In the span of six days since, COVID-19 cases surged, some people died, and anyone on travel was forced to reconsider destinations and returns in the face of travel restrictions, self-quarantine, and social distancing. Anchorage School District, like so many others, announced closures through the end of March. Alaska Airlines (our carrier) ramped up customer service as cancellations and re-bookings with no fees soared. Most stores in the Last Frontier are running low on (yep) toilet paper, cleaning products, and some food items. The rumor mill is traveling almost as fast as the virus itself, and I am wearying of worrying. Seriously. 

We are due to depart Arizona on Tuesday. What will we do? Here are the options, probably similar to lots of other people: 

  • Stay in Arizona. We’re in talks with managers of other locations in the event we decide to stick around. I’m in contact with Alaska folks I trust to give me accurate and timely information, and will make a determination well within the window of flight changes. The general message I’m getting is “Find your place and stay there.” 
  • Transfer to another state in the Lower 48, perhaps by car. If domestic air travel is halted, we have a vehicle and can get ourselves to family or friends in other states. 
  • Return to Alaska. Home, our own beds, the dog, and the security (?) of being in our state. 

Hiking in Saguaro National Park, away from people to avoid exposure, or transmission, of COVID-19. Erin Kirkland/AKontheGO

What we’re doing to remain safe, and keep others safe: 

  • Carrying disinfecting wipes and hand sanitizer, and washing hands regularly. Everywhere. Entering a building? Wash your hands. Leaving a building? Disinfect all car surfaces, phones, and use hand sanitizer. 
  • Social distancing. We’re avoiding visitor centers, museums, and other indoor facilities. We traveled to Saguaro National Park yesterday and were amazed at the number of people in the vulnerable population demographic (read: older adults) congregating inside the visitor center. Uh, no. We hiked a solitary trail instead, enjoying the quiet and smelling the good desert smells of sage, flowering lupine, and a bit of rain. Today, we’re biking the Santa Cruz River Trail, just around the corner from Hotel McCoy. 
  • Going outdoors, as much and as often as possible.
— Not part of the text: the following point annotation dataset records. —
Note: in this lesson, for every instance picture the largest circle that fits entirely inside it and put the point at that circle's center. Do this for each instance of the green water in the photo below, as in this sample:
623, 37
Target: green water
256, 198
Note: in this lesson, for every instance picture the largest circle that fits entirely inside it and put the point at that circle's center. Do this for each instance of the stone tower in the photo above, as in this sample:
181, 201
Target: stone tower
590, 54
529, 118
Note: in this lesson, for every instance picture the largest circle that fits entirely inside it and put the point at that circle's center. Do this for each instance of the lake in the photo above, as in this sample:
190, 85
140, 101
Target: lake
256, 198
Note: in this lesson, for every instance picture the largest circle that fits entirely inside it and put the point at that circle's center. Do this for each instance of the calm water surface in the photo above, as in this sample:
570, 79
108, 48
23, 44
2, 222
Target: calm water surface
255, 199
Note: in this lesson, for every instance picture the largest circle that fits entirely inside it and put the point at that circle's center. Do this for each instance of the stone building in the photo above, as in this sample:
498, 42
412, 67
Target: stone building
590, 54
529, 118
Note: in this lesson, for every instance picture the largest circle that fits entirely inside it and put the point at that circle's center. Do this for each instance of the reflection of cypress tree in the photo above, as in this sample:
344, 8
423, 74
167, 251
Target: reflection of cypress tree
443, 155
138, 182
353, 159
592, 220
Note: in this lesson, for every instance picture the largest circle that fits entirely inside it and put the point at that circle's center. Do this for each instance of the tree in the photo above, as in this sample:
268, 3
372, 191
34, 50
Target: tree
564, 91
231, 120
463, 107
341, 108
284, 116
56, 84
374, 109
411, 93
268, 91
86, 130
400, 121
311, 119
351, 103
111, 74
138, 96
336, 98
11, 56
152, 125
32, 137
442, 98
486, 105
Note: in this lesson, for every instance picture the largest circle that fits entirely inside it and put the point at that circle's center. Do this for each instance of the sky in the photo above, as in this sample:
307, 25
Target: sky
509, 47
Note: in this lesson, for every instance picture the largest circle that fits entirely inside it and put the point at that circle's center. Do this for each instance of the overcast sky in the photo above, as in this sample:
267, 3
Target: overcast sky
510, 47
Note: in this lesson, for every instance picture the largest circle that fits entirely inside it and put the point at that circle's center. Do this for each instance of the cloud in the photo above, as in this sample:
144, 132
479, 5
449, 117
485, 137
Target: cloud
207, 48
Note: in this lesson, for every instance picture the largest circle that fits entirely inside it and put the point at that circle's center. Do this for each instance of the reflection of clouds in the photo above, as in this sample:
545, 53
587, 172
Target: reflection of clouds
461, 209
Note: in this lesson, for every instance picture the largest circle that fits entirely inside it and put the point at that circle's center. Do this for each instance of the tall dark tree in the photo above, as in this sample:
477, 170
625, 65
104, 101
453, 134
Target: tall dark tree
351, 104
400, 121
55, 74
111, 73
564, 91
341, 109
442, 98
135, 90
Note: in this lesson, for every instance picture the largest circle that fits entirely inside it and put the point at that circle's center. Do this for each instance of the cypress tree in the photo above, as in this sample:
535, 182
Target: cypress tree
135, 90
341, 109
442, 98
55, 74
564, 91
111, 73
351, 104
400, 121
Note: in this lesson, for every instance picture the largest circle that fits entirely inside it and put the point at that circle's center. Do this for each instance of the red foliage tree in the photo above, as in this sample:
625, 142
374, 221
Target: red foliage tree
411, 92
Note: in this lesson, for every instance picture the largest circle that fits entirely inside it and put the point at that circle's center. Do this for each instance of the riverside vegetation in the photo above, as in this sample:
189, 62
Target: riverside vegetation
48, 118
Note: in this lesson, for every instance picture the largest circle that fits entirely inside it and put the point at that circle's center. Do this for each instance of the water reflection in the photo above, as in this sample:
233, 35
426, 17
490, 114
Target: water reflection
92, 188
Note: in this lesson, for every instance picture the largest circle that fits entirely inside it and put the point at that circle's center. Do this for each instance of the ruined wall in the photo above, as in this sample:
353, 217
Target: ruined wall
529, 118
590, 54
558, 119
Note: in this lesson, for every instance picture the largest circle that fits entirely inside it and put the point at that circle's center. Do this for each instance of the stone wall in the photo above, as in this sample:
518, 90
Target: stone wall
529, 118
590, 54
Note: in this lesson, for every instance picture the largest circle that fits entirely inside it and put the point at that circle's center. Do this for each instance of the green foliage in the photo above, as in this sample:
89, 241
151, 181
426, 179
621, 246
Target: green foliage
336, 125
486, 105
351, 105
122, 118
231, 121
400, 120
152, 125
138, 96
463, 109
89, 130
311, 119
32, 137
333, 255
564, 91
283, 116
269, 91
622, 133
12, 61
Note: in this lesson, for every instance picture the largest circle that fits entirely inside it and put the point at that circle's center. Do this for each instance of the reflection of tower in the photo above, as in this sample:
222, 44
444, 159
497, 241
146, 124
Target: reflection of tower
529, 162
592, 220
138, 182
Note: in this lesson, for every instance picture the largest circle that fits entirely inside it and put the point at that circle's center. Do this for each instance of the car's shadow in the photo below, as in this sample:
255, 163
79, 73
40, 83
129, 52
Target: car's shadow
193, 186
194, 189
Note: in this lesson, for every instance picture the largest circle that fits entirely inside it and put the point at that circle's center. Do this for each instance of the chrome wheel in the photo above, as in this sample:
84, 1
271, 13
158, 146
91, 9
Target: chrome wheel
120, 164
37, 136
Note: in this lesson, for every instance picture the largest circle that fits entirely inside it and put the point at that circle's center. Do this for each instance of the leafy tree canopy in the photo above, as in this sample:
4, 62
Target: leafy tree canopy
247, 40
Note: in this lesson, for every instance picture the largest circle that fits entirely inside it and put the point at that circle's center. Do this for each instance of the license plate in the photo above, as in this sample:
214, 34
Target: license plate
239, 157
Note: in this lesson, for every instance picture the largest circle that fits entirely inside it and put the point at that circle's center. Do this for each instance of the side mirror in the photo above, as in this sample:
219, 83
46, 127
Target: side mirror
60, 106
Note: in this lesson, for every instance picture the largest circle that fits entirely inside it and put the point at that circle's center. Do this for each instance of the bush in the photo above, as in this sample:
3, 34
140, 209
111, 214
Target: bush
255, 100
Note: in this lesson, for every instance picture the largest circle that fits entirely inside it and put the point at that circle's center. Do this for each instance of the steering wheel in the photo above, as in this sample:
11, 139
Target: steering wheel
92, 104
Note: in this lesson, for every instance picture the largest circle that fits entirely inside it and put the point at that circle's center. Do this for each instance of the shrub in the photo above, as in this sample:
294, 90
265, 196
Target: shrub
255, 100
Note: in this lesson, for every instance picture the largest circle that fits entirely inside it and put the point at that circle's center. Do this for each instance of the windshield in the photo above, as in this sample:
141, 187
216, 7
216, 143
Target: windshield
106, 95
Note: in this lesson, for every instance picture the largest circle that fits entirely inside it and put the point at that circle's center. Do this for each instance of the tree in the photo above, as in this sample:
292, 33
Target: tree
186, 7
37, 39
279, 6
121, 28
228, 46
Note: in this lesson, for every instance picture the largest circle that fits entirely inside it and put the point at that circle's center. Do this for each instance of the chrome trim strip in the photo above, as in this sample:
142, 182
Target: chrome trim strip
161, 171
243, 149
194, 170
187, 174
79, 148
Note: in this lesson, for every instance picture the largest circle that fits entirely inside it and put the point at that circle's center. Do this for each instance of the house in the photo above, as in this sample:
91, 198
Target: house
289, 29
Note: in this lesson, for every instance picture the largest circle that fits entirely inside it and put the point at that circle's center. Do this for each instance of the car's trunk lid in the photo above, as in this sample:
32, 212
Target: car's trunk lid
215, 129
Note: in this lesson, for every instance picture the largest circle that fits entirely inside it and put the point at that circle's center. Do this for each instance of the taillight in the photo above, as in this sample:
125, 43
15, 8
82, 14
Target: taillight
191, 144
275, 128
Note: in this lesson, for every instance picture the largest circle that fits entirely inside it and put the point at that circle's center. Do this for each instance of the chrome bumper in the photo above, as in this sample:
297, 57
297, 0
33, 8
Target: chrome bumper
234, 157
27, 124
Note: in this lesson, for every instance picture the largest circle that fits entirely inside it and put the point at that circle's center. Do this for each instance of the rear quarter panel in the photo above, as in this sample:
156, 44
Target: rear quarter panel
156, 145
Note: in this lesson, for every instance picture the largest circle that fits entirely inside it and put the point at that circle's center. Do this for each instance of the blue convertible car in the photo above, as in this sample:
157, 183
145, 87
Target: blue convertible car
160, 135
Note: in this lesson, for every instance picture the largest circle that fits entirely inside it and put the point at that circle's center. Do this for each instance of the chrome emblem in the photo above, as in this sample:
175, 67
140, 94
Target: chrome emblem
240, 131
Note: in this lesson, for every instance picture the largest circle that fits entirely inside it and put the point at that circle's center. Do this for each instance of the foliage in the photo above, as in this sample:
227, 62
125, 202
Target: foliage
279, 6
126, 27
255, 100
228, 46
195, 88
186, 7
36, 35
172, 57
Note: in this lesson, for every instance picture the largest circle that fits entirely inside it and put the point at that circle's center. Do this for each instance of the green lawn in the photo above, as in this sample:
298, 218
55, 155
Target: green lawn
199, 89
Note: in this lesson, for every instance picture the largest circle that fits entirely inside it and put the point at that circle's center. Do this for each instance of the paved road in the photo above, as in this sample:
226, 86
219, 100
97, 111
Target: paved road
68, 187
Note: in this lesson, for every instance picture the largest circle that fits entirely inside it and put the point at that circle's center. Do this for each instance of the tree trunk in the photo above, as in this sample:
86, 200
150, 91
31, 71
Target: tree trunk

Not only are we less likely to come into close contact with people, we feel better, mentally, physically, and emotionally. This is going to be a long haul, whatever decision we make, and taking care of ourselves in all ways is one thing we can control. 
  • Hotel McCoy is outdoing themselves with infection control protocols, and keeping all guests informed of any updates to changes and cancellations. We feel as confident as it is possible to feel right now, and are grateful for their caring and incredibly positive attitudes. 

Please stay well yourselves. Be good to each other. Help those who need it.